Pizza: To see or eat pizza represents abundance, choices, and variety. It may also indicate you are lacking or feeling deprived.
Pork: A symbol denoting desire for normalcy and routine. It could also be a pun on overspending.
Potato Chip: A symbol of overindulgent behavior.
Pretzel: To see a pretzel symbolizes devotion and life's rewards — embracing life and extending yourself to help others. Alternatively, it may indicate preoccupation with a complex issue.

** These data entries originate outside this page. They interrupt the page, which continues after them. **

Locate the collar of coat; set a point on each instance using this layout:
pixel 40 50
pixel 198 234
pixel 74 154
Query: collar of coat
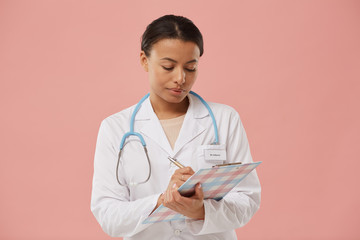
pixel 190 129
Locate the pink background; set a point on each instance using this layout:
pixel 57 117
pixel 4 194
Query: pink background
pixel 290 68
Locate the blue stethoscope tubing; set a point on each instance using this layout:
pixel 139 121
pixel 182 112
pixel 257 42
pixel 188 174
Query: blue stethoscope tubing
pixel 133 133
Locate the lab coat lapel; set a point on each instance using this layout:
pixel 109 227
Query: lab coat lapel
pixel 191 126
pixel 151 126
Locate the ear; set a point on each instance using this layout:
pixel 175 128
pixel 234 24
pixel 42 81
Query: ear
pixel 144 61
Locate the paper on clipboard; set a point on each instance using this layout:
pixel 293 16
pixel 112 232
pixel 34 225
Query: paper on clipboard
pixel 216 182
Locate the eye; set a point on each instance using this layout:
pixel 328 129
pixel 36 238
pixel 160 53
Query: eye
pixel 168 69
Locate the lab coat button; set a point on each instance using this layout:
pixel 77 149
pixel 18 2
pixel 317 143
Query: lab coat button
pixel 177 232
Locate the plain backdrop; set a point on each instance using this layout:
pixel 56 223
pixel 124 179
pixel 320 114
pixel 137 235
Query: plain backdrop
pixel 290 68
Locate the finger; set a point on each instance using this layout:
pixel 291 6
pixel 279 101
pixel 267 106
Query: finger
pixel 199 194
pixel 185 170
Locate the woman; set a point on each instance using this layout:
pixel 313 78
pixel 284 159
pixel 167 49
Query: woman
pixel 173 123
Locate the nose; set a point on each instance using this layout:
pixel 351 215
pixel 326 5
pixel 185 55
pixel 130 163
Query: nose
pixel 180 77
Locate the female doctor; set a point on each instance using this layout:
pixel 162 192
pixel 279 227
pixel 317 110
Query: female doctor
pixel 173 122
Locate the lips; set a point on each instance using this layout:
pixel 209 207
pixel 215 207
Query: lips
pixel 176 91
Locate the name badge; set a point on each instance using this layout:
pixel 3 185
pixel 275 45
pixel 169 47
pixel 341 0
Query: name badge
pixel 215 155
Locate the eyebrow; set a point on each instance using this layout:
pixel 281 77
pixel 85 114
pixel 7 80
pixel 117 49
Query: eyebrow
pixel 172 60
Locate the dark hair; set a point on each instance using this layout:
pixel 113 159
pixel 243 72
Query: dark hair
pixel 174 27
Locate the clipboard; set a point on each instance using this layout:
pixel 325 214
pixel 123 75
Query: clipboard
pixel 216 182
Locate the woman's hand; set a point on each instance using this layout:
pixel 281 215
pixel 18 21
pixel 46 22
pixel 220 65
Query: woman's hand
pixel 192 207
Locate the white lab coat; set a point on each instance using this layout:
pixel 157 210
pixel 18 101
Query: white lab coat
pixel 121 210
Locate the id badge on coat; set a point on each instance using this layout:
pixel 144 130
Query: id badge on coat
pixel 213 154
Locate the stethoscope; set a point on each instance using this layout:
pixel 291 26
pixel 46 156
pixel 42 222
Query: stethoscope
pixel 133 133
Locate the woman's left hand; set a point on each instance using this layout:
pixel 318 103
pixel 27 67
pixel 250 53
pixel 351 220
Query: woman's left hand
pixel 192 207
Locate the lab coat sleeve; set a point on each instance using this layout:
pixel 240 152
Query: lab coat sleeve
pixel 238 206
pixel 110 204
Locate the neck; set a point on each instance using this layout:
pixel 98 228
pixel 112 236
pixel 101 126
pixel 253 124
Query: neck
pixel 166 110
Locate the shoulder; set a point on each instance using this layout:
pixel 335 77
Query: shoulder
pixel 118 120
pixel 223 110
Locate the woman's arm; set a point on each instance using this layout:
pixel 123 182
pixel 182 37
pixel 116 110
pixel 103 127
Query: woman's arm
pixel 237 207
pixel 110 202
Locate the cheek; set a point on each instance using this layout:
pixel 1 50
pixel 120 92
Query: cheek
pixel 158 75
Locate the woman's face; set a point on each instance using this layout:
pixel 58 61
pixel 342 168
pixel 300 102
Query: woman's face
pixel 172 67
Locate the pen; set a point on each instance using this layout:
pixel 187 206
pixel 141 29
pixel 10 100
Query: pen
pixel 173 160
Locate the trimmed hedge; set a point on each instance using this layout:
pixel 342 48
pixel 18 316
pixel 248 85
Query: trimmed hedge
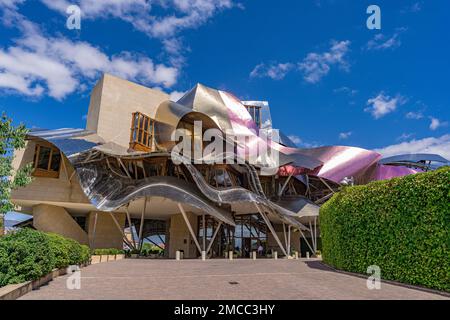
pixel 401 225
pixel 28 255
pixel 111 251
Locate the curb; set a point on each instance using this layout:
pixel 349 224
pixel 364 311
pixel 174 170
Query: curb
pixel 392 282
pixel 15 291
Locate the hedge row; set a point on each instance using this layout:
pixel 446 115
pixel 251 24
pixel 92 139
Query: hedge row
pixel 28 255
pixel 401 225
pixel 112 251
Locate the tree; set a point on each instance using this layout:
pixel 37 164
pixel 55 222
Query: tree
pixel 11 138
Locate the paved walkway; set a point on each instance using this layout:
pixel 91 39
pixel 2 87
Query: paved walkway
pixel 219 279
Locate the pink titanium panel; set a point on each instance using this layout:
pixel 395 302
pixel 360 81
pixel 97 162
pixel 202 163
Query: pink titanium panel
pixel 385 172
pixel 340 162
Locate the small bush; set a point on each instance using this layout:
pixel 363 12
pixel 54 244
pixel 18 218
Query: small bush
pixel 401 225
pixel 28 255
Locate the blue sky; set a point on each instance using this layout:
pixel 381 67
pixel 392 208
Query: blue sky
pixel 328 78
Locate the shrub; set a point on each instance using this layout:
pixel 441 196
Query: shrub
pixel 25 256
pixel 111 251
pixel 401 225
pixel 28 255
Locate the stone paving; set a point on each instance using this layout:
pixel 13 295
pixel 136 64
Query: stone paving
pixel 220 279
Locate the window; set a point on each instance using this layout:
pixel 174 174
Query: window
pixel 47 161
pixel 255 112
pixel 142 132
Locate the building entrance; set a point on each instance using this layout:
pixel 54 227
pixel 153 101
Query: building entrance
pixel 250 234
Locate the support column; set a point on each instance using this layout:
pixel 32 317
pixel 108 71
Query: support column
pixel 121 231
pixel 131 227
pixel 194 237
pixel 289 240
pixel 214 237
pixel 95 229
pixel 141 227
pixel 269 225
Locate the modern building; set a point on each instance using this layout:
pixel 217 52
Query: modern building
pixel 119 180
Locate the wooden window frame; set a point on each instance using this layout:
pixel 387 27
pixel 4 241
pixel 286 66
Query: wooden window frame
pixel 141 138
pixel 46 173
pixel 253 110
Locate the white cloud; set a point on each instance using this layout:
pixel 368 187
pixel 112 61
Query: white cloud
pixel 317 65
pixel 436 123
pixel 314 67
pixel 173 16
pixel 348 91
pixel 345 135
pixel 383 42
pixel 302 144
pixel 59 65
pixel 405 136
pixel 440 145
pixel 176 95
pixel 382 104
pixel 414 115
pixel 276 71
pixel 18 83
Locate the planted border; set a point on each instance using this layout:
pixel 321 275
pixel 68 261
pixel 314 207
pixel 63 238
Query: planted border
pixel 401 225
pixel 28 255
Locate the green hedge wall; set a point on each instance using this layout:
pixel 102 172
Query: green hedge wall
pixel 402 225
pixel 28 255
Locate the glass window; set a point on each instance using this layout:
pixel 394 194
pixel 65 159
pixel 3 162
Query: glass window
pixel 142 128
pixel 56 161
pixel 44 158
pixel 47 162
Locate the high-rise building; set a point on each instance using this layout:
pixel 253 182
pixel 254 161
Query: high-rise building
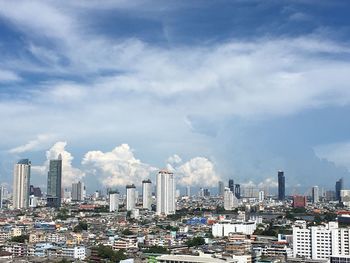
pixel 54 183
pixel 21 183
pixel 130 197
pixel 221 188
pixel 230 201
pixel 1 196
pixel 320 242
pixel 238 191
pixel 299 201
pixel 188 191
pixel 231 185
pixel 339 185
pixel 78 191
pixel 281 186
pixel 113 201
pixel 147 194
pixel 315 195
pixel 165 193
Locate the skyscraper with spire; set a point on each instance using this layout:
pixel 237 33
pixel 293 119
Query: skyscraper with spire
pixel 21 183
pixel 54 183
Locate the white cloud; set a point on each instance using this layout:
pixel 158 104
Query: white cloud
pixel 38 143
pixel 70 174
pixel 8 76
pixel 198 171
pixel 118 167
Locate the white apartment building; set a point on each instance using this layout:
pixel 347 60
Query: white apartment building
pixel 113 202
pixel 225 229
pixel 320 242
pixel 165 193
pixel 147 194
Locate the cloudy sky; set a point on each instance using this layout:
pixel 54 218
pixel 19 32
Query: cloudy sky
pixel 211 89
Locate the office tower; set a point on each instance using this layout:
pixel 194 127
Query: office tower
pixel 221 188
pixel 1 195
pixel 130 197
pixel 315 195
pixel 36 191
pixel 78 191
pixel 165 193
pixel 21 183
pixel 238 191
pixel 320 242
pixel 230 201
pixel 231 185
pixel 299 201
pixel 281 186
pixel 261 196
pixel 147 194
pixel 339 185
pixel 33 201
pixel 188 191
pixel 113 201
pixel 54 183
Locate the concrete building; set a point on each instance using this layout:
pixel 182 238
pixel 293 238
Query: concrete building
pixel 230 201
pixel 54 183
pixel 78 191
pixel 21 183
pixel 147 194
pixel 320 242
pixel 165 193
pixel 315 195
pixel 130 197
pixel 113 202
pixel 227 228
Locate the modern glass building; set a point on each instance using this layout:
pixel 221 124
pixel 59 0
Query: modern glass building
pixel 281 186
pixel 54 183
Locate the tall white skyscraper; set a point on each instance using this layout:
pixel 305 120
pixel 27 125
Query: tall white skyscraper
pixel 147 194
pixel 315 195
pixel 78 191
pixel 165 193
pixel 113 202
pixel 1 195
pixel 21 183
pixel 130 197
pixel 230 201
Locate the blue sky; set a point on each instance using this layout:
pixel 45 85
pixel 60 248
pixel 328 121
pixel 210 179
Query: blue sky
pixel 210 89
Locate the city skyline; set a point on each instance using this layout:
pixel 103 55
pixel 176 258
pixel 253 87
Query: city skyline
pixel 158 84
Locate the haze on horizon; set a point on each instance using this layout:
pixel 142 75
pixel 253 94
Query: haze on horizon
pixel 210 89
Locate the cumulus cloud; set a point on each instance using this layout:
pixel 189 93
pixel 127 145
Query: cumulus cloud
pixel 118 167
pixel 70 174
pixel 38 143
pixel 198 171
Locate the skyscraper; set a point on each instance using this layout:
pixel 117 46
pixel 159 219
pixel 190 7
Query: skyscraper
pixel 339 185
pixel 78 191
pixel 165 193
pixel 238 191
pixel 147 194
pixel 130 197
pixel 221 188
pixel 230 201
pixel 281 186
pixel 231 185
pixel 315 195
pixel 54 183
pixel 21 183
pixel 113 201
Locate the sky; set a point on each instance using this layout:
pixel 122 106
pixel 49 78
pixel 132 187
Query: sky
pixel 211 90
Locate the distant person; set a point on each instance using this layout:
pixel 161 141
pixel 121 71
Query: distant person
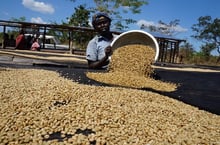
pixel 12 41
pixel 20 41
pixel 35 46
pixel 6 40
pixel 98 50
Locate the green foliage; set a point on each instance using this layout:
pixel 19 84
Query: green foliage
pixel 163 28
pixel 207 31
pixel 80 18
pixel 115 8
pixel 186 51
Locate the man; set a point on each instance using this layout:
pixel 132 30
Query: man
pixel 99 50
pixel 20 41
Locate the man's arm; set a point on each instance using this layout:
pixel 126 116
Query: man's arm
pixel 104 61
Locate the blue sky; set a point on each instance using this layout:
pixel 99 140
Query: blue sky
pixel 46 11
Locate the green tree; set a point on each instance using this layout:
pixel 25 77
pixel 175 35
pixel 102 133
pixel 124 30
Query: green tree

Salt: To see or taste salt represents a new found flare in waking life, an experience of increased worth and a higher sense of vigor. Alternatively, salt symbolizes dependability, truth, and dedication. Consider the phrase "throwing salt on an open wound;" the dream may allude to a painful memory. Dreams about salting meat symbolize longevity, or wanting to keep something. A dream about throwing salt over your shoulder represents protection or luck.
Watermelon: To see a watermelon represents love, desire, lust, and fiery passion. Pregnant women or women on the verge of a menstrual cycle often dream of fruits like watermelons.
Whiskey: To see whiskey in bottles symbolizes alertness, carefulness, and a protective nature. To dream you are drinking whiskey alone signifies selfishness at the cost of losing friends.